Since ML training can also be thought of as a data transformation, it is natural to include the specific ML steps in the data pipeline itself, turning it into an ML Pipeline. Most models will need 2 versions of the pipeline: one for training and one for serving. This is because, usually, the data formats and way to access them are very different between each moment, especially for models that are served in real-time requests (as opposed to batch prediction runs).

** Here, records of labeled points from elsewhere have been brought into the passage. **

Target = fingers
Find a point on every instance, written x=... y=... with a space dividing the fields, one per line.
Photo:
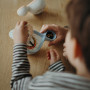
x=52 y=54
x=23 y=23
x=48 y=27
x=58 y=57
x=57 y=40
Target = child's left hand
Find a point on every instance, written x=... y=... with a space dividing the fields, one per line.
x=20 y=33
x=53 y=56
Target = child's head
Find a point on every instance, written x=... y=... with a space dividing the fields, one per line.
x=78 y=39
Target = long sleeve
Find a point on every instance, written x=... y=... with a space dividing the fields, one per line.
x=57 y=66
x=22 y=80
x=20 y=66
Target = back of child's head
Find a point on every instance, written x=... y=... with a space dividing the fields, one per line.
x=78 y=12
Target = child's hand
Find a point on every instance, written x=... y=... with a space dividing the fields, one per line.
x=60 y=32
x=53 y=56
x=20 y=33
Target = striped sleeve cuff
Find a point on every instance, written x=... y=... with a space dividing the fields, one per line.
x=20 y=66
x=58 y=66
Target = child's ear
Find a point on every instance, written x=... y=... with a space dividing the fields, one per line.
x=77 y=49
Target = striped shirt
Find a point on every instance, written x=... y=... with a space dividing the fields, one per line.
x=53 y=79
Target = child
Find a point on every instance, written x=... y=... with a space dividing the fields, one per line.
x=76 y=48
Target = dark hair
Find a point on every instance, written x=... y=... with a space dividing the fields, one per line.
x=78 y=12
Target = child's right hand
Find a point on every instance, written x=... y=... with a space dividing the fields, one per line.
x=53 y=56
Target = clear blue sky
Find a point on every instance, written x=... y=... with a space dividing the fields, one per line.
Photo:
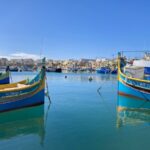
x=74 y=28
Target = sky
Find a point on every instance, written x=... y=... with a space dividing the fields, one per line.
x=65 y=29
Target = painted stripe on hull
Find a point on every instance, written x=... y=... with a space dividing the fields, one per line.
x=134 y=92
x=5 y=81
x=130 y=103
x=31 y=101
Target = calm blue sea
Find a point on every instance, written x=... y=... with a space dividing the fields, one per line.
x=79 y=118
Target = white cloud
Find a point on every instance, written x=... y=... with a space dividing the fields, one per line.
x=22 y=56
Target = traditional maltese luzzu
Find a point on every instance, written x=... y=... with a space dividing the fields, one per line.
x=5 y=77
x=24 y=93
x=134 y=82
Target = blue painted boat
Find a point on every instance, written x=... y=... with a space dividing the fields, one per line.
x=128 y=116
x=136 y=90
x=23 y=94
x=104 y=70
x=115 y=71
x=147 y=70
x=5 y=77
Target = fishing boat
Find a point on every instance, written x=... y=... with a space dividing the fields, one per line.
x=132 y=117
x=24 y=93
x=133 y=85
x=4 y=77
x=104 y=70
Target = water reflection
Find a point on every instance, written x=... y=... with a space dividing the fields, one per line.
x=22 y=122
x=85 y=77
x=129 y=116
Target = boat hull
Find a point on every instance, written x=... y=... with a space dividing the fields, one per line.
x=5 y=81
x=4 y=78
x=132 y=96
x=36 y=99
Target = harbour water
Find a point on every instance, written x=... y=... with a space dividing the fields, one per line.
x=79 y=118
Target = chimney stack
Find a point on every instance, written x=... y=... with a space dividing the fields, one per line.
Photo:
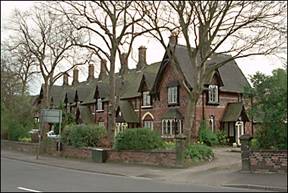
x=124 y=64
x=75 y=76
x=90 y=72
x=173 y=39
x=142 y=58
x=65 y=79
x=103 y=70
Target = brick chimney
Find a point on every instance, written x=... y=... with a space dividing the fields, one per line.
x=65 y=79
x=142 y=58
x=103 y=70
x=173 y=39
x=90 y=72
x=75 y=76
x=124 y=63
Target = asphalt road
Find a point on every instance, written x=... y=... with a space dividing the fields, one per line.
x=19 y=176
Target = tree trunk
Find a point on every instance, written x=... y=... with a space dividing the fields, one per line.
x=111 y=112
x=190 y=129
x=45 y=103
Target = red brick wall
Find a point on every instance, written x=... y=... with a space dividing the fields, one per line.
x=79 y=153
x=268 y=161
x=161 y=106
x=157 y=158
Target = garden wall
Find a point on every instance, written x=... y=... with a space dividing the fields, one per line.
x=156 y=158
x=268 y=161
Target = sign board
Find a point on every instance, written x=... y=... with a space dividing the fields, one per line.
x=51 y=115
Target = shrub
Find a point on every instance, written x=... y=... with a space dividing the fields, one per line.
x=138 y=139
x=206 y=135
x=254 y=144
x=16 y=130
x=199 y=152
x=169 y=145
x=25 y=139
x=221 y=137
x=83 y=135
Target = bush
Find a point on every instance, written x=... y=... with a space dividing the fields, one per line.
x=169 y=145
x=221 y=137
x=138 y=139
x=206 y=135
x=83 y=135
x=25 y=139
x=16 y=130
x=198 y=152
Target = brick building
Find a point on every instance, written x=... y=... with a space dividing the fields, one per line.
x=152 y=96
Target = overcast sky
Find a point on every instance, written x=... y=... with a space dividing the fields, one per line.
x=249 y=66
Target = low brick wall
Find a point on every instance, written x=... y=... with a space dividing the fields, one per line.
x=79 y=153
x=68 y=151
x=19 y=146
x=268 y=161
x=156 y=158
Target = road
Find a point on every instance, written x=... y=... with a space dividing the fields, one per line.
x=20 y=176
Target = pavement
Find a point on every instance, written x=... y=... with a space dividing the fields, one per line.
x=224 y=170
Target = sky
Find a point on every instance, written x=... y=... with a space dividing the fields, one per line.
x=155 y=52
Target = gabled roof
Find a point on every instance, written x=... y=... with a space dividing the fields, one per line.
x=85 y=114
x=172 y=113
x=127 y=112
x=234 y=111
x=232 y=77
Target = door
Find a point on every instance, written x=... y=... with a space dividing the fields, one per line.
x=239 y=125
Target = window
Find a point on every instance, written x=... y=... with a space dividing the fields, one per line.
x=213 y=94
x=99 y=104
x=148 y=124
x=146 y=99
x=212 y=122
x=101 y=124
x=231 y=130
x=173 y=95
x=171 y=127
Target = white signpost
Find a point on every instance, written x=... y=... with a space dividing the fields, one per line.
x=49 y=116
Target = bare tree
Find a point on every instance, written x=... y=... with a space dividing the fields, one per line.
x=21 y=62
x=111 y=29
x=49 y=37
x=237 y=28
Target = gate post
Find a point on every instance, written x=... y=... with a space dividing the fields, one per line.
x=245 y=152
x=180 y=148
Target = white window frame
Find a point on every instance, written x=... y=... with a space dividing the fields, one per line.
x=99 y=105
x=169 y=131
x=212 y=121
x=146 y=99
x=213 y=97
x=173 y=95
x=148 y=124
x=101 y=123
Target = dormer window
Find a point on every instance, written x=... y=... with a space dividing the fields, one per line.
x=213 y=97
x=99 y=104
x=146 y=99
x=172 y=95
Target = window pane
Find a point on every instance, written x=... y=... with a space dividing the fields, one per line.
x=172 y=95
x=99 y=104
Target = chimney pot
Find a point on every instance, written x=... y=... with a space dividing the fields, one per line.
x=65 y=79
x=103 y=69
x=173 y=39
x=124 y=64
x=142 y=58
x=75 y=76
x=90 y=72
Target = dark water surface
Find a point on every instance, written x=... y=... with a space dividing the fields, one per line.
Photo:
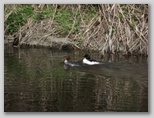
x=37 y=80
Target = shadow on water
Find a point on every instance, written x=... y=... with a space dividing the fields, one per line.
x=36 y=80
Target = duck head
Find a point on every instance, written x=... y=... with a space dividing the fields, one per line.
x=87 y=56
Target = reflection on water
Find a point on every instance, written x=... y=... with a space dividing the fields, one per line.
x=36 y=80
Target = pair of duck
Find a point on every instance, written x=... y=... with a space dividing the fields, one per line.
x=87 y=60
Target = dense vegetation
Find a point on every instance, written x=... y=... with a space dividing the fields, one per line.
x=105 y=28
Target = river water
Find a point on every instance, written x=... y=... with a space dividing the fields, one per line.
x=37 y=80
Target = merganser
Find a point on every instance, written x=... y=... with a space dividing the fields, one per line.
x=68 y=62
x=89 y=61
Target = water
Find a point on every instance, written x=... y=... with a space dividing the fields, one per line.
x=36 y=80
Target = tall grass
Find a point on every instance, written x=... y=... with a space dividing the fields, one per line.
x=103 y=27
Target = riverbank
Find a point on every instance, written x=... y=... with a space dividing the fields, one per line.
x=109 y=28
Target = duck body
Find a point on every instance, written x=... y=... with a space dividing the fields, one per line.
x=87 y=60
x=67 y=62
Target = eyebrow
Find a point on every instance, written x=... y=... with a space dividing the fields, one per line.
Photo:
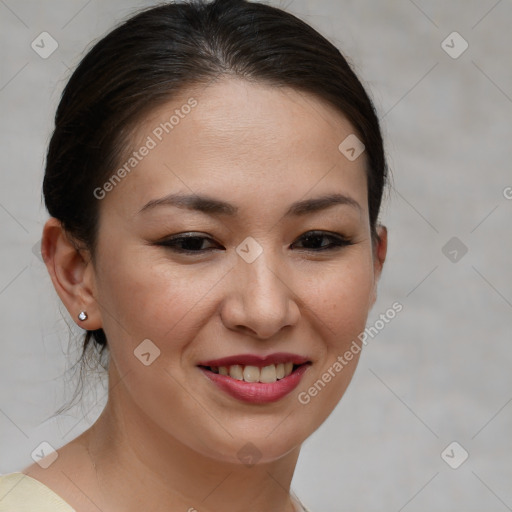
x=214 y=207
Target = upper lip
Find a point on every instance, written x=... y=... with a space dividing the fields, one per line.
x=256 y=360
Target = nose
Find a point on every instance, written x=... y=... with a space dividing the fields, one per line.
x=260 y=301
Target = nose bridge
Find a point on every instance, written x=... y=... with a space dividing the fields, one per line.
x=261 y=301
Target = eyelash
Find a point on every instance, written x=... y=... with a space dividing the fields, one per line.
x=337 y=241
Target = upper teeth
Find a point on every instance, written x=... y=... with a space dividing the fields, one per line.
x=248 y=373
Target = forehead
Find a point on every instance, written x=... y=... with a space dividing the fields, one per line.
x=239 y=138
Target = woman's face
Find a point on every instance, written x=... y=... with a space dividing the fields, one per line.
x=279 y=265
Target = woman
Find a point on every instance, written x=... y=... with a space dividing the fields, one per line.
x=214 y=182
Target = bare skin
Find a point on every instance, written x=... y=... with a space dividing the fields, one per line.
x=168 y=439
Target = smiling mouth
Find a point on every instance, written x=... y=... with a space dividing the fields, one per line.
x=249 y=373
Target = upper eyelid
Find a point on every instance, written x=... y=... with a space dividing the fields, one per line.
x=193 y=234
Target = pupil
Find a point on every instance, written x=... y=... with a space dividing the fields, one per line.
x=193 y=244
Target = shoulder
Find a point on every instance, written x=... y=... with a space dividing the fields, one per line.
x=22 y=493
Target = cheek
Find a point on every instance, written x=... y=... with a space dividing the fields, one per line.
x=341 y=298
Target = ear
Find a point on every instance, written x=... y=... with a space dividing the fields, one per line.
x=379 y=257
x=72 y=274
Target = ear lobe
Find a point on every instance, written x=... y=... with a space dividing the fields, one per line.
x=71 y=272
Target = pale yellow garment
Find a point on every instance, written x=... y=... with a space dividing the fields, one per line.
x=21 y=493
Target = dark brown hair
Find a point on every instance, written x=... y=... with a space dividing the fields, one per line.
x=157 y=54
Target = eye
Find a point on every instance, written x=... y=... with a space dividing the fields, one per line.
x=322 y=241
x=190 y=243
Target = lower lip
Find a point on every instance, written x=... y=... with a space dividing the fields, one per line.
x=257 y=392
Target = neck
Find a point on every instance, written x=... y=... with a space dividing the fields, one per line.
x=139 y=465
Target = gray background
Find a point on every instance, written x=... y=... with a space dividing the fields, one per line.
x=439 y=372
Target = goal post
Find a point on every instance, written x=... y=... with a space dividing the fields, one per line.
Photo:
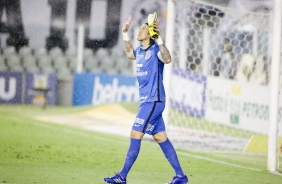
x=274 y=95
x=223 y=84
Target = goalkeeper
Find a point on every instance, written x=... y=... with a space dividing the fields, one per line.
x=150 y=58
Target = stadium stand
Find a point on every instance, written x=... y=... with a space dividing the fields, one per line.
x=63 y=63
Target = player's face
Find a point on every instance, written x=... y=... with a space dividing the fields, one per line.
x=143 y=33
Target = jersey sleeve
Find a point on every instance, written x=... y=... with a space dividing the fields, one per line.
x=134 y=52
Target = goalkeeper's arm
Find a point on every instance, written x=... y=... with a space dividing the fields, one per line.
x=164 y=54
x=127 y=43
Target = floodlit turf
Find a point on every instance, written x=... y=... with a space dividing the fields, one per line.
x=38 y=152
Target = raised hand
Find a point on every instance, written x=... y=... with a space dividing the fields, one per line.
x=127 y=24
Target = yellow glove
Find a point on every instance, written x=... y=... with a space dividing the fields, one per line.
x=152 y=20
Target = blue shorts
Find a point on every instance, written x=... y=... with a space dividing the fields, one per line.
x=149 y=118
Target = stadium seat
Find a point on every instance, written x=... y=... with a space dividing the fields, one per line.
x=25 y=51
x=60 y=62
x=9 y=51
x=71 y=63
x=29 y=63
x=87 y=53
x=13 y=61
x=70 y=53
x=40 y=53
x=3 y=66
x=107 y=65
x=245 y=68
x=56 y=52
x=102 y=53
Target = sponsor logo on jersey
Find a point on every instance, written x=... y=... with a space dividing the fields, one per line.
x=143 y=97
x=150 y=127
x=148 y=55
x=142 y=73
x=138 y=122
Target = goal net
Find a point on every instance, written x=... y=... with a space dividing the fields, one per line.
x=220 y=79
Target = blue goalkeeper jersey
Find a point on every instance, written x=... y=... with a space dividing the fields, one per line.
x=149 y=74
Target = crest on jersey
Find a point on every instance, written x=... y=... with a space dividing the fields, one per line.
x=148 y=55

Visual representation of an ML pipeline in Kubeflow Pipelines

The ML Pipeline is a pure code artifact, independent from specific data instances. This means that it’s possible to track its versions in source control and automate its deployment with a regular CI/CD pipeline, a core practice from DevOps. This lets us connect the code and data planes in a structured and automated way:

ML Pipelines connect data and code to produce models and predictions

Note that there are two distinct ML pipelines: the training pipeline and the serving pipeline. What they have in common is that the data transformations that they perform need to produce data in the same format, but their implementations can be very different. For example, the training pipeline usually runs over batch files that contain all features, while the serving pipeline often runs online and receives only part of the features in the requests, retrieving the rest from a database.

It is important, however, to ensure that these two pipelines are consistent, so one should try to reuse code and data whenever possible. Some tools can help with that goal, for example:

Transformation frameworks like TensorFlow Transform can ensure that calculations based on training set statistics, like averages and standard deviations for normalization, are consistent.
Feature Stores are databases that store values that are not part of a prediction request, for example features that are calculated over a user’s history.

Model and Data Versioning

In order to have reproducibility, consistent version tracking is essential. In a traditional software world, versioning code is enough, because all behavior is defined by it. In ML, we also need to track model versions, along with the data used to train it, and some meta-information like training hyperparameters.

Models and metadata can be tracked in a standard version control system like Git, but data is often too large and mutable for that to be efficient and practical. It’s also important to avoid tying the model lifecycle to the code lifecycle, since model training often happens on a different schedule. It’s also necessary to version data and tie each trained model to the exact versions of code, data and hyperparameters that were used. The ideal solution would be a purpose-built tool, but so far there is no clear consensus in the market and many schemes are used, most based on file/object storage conventions and metadata databases.

Model validation

Another standard DevOps practice is test automation, usually in the form of unit tests and integration tests. Passing these tests is a prerequisite for a new version to be deployed. Having comprehensive automated tests can give great confidence to a team, accelerating the pace of production deployments dramatically.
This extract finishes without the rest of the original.